Lee Joseph H, Gurney Susan, Pang Deborah, Temkin Alexis, Park Naeun, Janicki Sarah C, Zigman Warren B, Silverman Wayne, Tycko Benjamin, Schupf Nicole
The Taub Institute for Research on Alzheimer's Disease and the Aging Brain, Columbia University Medical Center, New York, NY 10032, USA.
Curr Gerontol Geriatr Res. 2012;2012:361218. doi: 10.1155/2012/361218. Epub 2012 Mar 4.
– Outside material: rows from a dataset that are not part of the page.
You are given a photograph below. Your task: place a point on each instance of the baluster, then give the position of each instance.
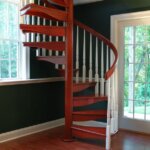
(77, 55)
(50, 38)
(63, 54)
(102, 81)
(90, 62)
(108, 127)
(84, 58)
(38, 35)
(107, 68)
(44, 37)
(57, 39)
(96, 70)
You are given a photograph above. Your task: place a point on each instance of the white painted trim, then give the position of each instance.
(116, 22)
(115, 19)
(30, 130)
(31, 81)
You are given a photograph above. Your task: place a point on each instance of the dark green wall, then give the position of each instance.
(97, 15)
(30, 104)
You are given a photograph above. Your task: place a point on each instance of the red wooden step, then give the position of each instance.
(87, 100)
(59, 46)
(89, 115)
(62, 71)
(89, 132)
(44, 12)
(53, 59)
(77, 87)
(48, 30)
(59, 2)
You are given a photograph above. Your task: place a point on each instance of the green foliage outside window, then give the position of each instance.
(9, 39)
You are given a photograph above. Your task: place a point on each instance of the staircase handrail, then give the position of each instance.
(106, 41)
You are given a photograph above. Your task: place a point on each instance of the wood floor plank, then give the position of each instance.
(52, 140)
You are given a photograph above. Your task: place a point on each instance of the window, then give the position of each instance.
(12, 56)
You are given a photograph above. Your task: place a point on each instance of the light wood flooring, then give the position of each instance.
(52, 140)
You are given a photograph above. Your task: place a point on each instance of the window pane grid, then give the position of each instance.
(137, 72)
(9, 40)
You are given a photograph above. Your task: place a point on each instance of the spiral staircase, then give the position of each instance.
(84, 57)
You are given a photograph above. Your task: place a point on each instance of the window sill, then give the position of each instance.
(31, 81)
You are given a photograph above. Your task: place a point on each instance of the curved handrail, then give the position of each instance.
(106, 41)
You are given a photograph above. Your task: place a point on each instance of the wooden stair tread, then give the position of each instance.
(47, 30)
(44, 12)
(53, 59)
(59, 46)
(60, 3)
(89, 115)
(89, 132)
(62, 71)
(77, 87)
(87, 100)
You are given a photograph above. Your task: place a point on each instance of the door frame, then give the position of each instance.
(135, 125)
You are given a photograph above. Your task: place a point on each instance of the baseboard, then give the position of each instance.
(30, 130)
(133, 131)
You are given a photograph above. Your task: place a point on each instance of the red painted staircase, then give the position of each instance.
(62, 11)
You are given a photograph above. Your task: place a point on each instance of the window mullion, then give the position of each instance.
(134, 45)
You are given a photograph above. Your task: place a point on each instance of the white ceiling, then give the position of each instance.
(77, 2)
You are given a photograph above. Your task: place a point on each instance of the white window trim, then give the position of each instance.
(115, 20)
(24, 52)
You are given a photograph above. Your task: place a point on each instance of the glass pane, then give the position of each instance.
(140, 73)
(147, 92)
(13, 68)
(4, 54)
(13, 14)
(148, 33)
(129, 35)
(140, 54)
(131, 72)
(139, 93)
(13, 32)
(129, 53)
(3, 19)
(14, 50)
(147, 73)
(126, 90)
(139, 109)
(4, 69)
(128, 108)
(140, 34)
(126, 72)
(1, 49)
(147, 110)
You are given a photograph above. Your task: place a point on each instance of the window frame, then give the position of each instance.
(23, 67)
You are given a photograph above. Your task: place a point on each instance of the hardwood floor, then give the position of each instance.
(52, 140)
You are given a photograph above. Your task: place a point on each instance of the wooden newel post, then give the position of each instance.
(69, 72)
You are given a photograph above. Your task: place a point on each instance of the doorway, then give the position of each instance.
(132, 38)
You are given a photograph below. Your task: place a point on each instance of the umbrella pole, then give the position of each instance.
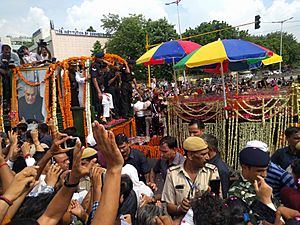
(174, 76)
(224, 91)
(149, 76)
(237, 83)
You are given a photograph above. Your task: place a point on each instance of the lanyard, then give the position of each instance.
(192, 187)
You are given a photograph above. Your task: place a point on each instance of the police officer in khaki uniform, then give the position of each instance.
(185, 180)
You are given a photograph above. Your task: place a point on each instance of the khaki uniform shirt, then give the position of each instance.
(179, 185)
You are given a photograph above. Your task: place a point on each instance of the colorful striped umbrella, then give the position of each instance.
(231, 52)
(168, 52)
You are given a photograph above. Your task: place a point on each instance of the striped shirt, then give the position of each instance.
(278, 178)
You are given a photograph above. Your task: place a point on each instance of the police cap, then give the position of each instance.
(99, 55)
(254, 157)
(194, 144)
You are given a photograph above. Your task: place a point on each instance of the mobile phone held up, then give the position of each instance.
(215, 186)
(70, 143)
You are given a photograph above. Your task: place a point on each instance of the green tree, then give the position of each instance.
(110, 23)
(129, 39)
(97, 47)
(229, 32)
(91, 29)
(290, 46)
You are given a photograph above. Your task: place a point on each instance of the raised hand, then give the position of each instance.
(106, 142)
(53, 175)
(25, 148)
(53, 130)
(78, 170)
(21, 183)
(14, 152)
(76, 209)
(13, 137)
(145, 199)
(56, 148)
(163, 220)
(96, 177)
(35, 135)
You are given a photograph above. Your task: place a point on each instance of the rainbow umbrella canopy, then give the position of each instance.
(234, 54)
(224, 55)
(168, 52)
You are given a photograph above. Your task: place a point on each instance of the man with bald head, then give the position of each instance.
(30, 105)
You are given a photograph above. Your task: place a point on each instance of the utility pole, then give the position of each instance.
(281, 29)
(178, 15)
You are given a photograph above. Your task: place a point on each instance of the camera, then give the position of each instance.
(70, 143)
(42, 43)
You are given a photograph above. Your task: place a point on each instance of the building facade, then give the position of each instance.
(64, 44)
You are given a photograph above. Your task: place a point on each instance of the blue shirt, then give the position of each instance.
(224, 173)
(278, 178)
(283, 157)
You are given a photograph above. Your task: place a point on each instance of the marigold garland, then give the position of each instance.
(1, 106)
(60, 98)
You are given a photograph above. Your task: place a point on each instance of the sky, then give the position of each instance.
(24, 17)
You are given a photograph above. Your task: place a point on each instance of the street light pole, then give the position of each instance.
(281, 26)
(281, 31)
(178, 15)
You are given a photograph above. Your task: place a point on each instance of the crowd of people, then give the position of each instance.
(47, 177)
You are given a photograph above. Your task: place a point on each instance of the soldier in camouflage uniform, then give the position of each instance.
(254, 163)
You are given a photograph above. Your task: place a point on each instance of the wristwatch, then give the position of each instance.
(67, 184)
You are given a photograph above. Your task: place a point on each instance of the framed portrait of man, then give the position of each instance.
(31, 99)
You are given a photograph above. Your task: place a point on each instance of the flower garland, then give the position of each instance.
(54, 99)
(60, 98)
(88, 102)
(85, 100)
(14, 115)
(67, 95)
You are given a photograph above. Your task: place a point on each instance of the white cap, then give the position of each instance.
(258, 144)
(91, 140)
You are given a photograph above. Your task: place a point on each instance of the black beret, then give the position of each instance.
(99, 55)
(254, 157)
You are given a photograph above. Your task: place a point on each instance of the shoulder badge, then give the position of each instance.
(211, 166)
(172, 168)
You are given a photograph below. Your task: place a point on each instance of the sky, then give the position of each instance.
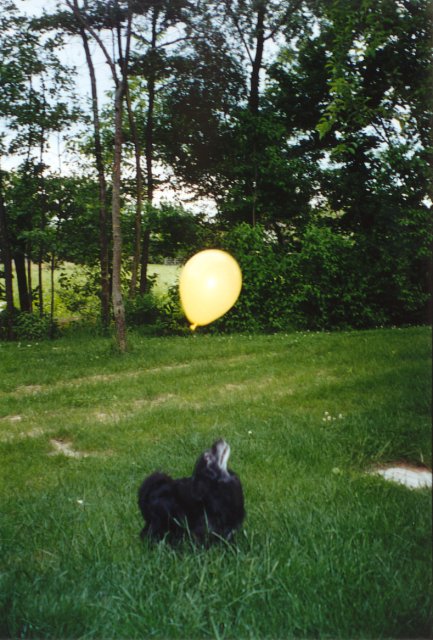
(56, 155)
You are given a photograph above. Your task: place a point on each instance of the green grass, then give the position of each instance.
(166, 277)
(327, 550)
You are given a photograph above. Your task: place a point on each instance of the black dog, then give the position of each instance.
(207, 506)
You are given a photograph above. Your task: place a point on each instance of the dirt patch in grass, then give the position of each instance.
(408, 475)
(65, 448)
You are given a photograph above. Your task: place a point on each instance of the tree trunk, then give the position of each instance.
(253, 98)
(149, 156)
(103, 215)
(20, 269)
(53, 266)
(139, 195)
(29, 278)
(118, 306)
(254, 102)
(7, 261)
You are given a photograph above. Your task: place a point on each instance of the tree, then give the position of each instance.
(32, 105)
(117, 17)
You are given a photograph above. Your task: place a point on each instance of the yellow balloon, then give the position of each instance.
(210, 284)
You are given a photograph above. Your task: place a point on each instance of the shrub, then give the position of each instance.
(29, 326)
(264, 303)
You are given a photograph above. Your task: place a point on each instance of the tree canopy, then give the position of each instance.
(309, 121)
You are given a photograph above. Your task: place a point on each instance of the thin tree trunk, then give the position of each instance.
(20, 270)
(253, 98)
(118, 306)
(254, 101)
(139, 195)
(149, 156)
(29, 278)
(7, 262)
(53, 264)
(103, 215)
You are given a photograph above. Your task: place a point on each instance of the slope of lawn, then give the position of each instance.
(327, 550)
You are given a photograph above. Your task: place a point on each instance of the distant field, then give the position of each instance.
(166, 277)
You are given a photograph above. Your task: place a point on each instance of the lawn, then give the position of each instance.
(166, 276)
(328, 550)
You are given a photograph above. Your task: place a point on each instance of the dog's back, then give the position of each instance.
(209, 503)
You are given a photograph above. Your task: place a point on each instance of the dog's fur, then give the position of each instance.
(207, 506)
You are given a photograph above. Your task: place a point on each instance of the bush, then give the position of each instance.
(29, 326)
(264, 303)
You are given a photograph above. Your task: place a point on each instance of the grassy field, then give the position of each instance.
(328, 550)
(166, 276)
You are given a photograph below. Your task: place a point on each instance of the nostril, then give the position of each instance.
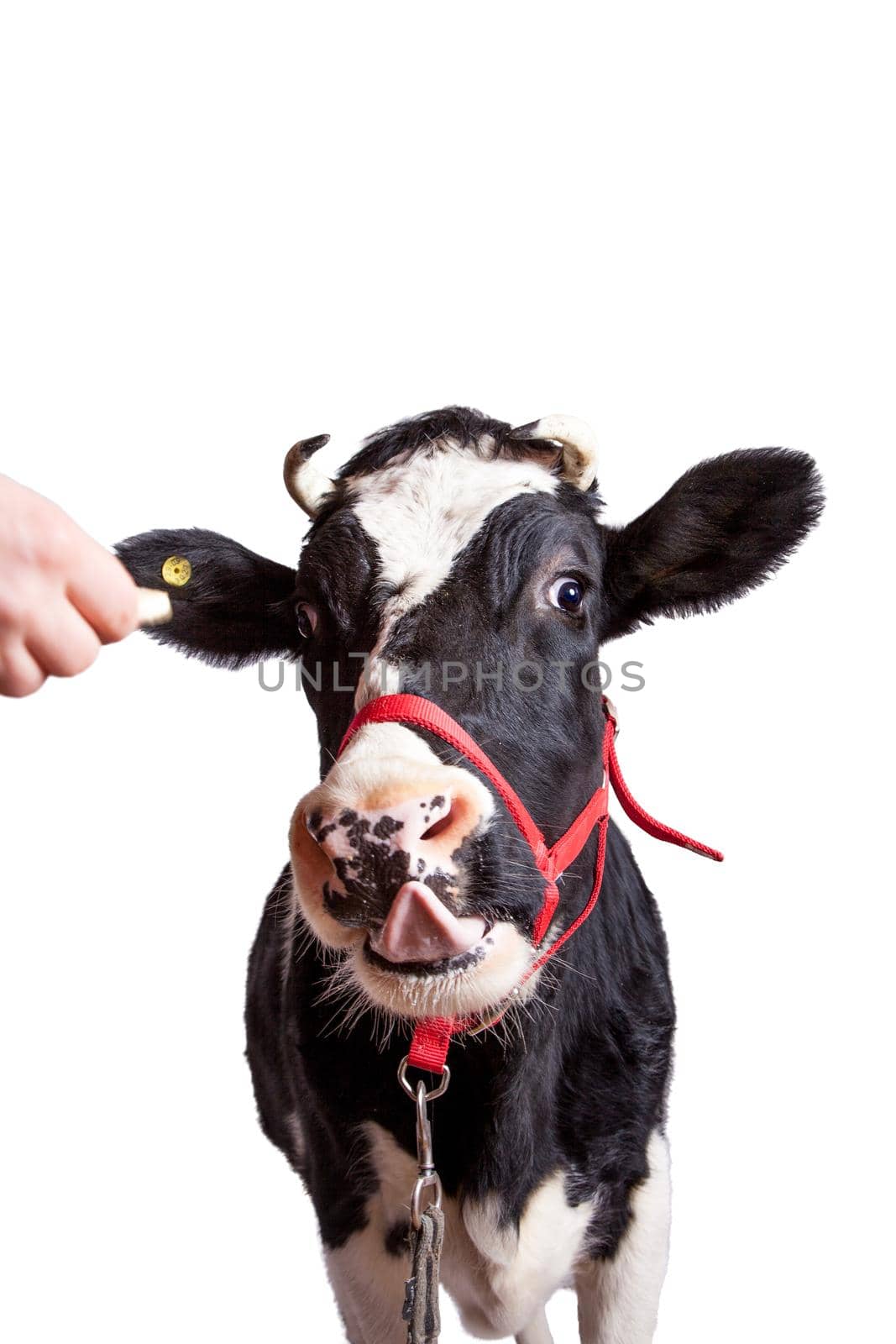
(441, 823)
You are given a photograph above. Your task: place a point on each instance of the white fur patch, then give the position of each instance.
(499, 1278)
(618, 1299)
(422, 512)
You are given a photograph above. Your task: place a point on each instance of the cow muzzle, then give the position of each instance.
(382, 855)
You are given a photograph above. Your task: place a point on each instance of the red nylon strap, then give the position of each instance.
(423, 714)
(642, 819)
(432, 1035)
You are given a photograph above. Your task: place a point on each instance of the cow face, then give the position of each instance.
(464, 561)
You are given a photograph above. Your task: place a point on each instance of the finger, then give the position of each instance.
(19, 674)
(60, 642)
(103, 591)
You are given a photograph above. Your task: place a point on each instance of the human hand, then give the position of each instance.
(62, 595)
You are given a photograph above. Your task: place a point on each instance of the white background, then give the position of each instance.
(231, 226)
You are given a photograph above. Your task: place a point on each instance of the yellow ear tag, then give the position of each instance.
(176, 570)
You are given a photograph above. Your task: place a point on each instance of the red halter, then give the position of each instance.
(432, 1035)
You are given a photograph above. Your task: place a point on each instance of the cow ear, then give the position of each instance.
(725, 528)
(230, 606)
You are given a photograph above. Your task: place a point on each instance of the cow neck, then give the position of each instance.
(432, 1035)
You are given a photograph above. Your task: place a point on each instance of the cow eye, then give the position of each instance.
(567, 595)
(307, 620)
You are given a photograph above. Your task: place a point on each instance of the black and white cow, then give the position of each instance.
(453, 539)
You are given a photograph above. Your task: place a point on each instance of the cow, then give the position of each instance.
(465, 561)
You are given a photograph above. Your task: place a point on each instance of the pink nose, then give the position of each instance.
(409, 827)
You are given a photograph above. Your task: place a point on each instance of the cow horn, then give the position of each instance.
(578, 441)
(305, 483)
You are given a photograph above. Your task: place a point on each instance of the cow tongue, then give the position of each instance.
(419, 927)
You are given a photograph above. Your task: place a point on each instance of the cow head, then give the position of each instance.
(463, 559)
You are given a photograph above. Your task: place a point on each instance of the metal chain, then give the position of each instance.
(421, 1310)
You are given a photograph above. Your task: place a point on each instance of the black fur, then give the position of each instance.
(584, 1084)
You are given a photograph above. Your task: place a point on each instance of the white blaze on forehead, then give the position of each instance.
(421, 514)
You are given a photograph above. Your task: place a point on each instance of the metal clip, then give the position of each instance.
(427, 1178)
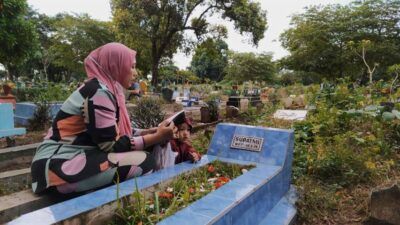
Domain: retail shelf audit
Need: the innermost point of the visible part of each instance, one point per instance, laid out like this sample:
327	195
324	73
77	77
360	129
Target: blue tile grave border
248	199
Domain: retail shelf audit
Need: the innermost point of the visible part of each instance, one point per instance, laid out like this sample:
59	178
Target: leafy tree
156	28
318	39
74	38
18	39
210	59
249	66
168	71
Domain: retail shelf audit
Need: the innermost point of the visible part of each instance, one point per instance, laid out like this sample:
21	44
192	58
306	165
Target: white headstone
290	114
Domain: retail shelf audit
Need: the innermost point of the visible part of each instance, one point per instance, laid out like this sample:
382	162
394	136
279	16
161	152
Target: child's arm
191	153
164	132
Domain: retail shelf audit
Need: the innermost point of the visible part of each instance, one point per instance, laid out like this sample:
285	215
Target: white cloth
164	156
Background/Aims. Genetic variants that affect estrogen activity may influence the risk of Alzheimer's disease (AD). In women with Down syndrome, we examined the relation of polymorphisms in hydroxysteroid-17beta-dehydrogenase (HSD17B1) to age at onset and risk of AD. HSD17B1 encodes the enzyme 17β-hydroxysteroid dehydrogenase (HSD1), which catalyzes the conversion of estrone to estradiol. Methods. Two hundred and thirty-eight women with DS, nondemented at baseline, 31-78 years of age, were followed at 14-18-month intervals for 4.5 years. Women were genotyped for 5 haplotype-tagging single-nucleotide polymorphisms (SNPs) in the HSD17B1 gene region, and their association with incident AD was examined. Results. Age at onset was earlier, and risk of AD was elevated from two- to threefold among women homozygous for the minor allele at 3 SNPs in intron 4 (rs676387), exon 6 (rs605059), and exon 4 in COASY (rs598126). Carriers of the haplotype TCC, based on the risk alleles for these three SNPs, had an almost twofold increased risk of developing AD (hazard ratio = 1.8, 95% CI, 1.1-3.1). Conclusion. These findings support experimental and clinical studies of the neuroprotective role of estrogen.
背景/目的。影响雌激素活性的基因变异可能会影响阿尔茨海默病(AD)的发病风险。在患有唐氏综合征的女性中,我们研究了羟类固醇-17β-脱氢酶(HSD17B1)基因多态性与AD发病年龄及风险之间的关系。HSD17B1编码17β-羟类固醇脱氢酶(HSD1),该酶催化雌酮转化为雌二醇。方法。对238名年龄在31至78岁之间、基线时无痴呆的唐氏综合征女性进行随访,随访间隔为14至18个月,持续4.5年。对这些女性进行HSD17B1基因区域的5个单倍型标签单核苷酸多态性(SNP)基因分型,并研究它们与AD发病的相关性。结果。第4内含子(rs676387)、第6外显子(rs605059)和COASY第4外显子(rs598126)中3个SNP的次要等位基因纯合女性的发病年龄更早,AD发病风险增加了2至3倍。基于这三个SNP的风险等位基因的单倍型TCC携带者患AD的风险几乎增加了两倍(风险比=1.8,95%可信区间,1.1-3.1)。结论。这些发现支持了雌激素神经保护作用的实验和临床研究。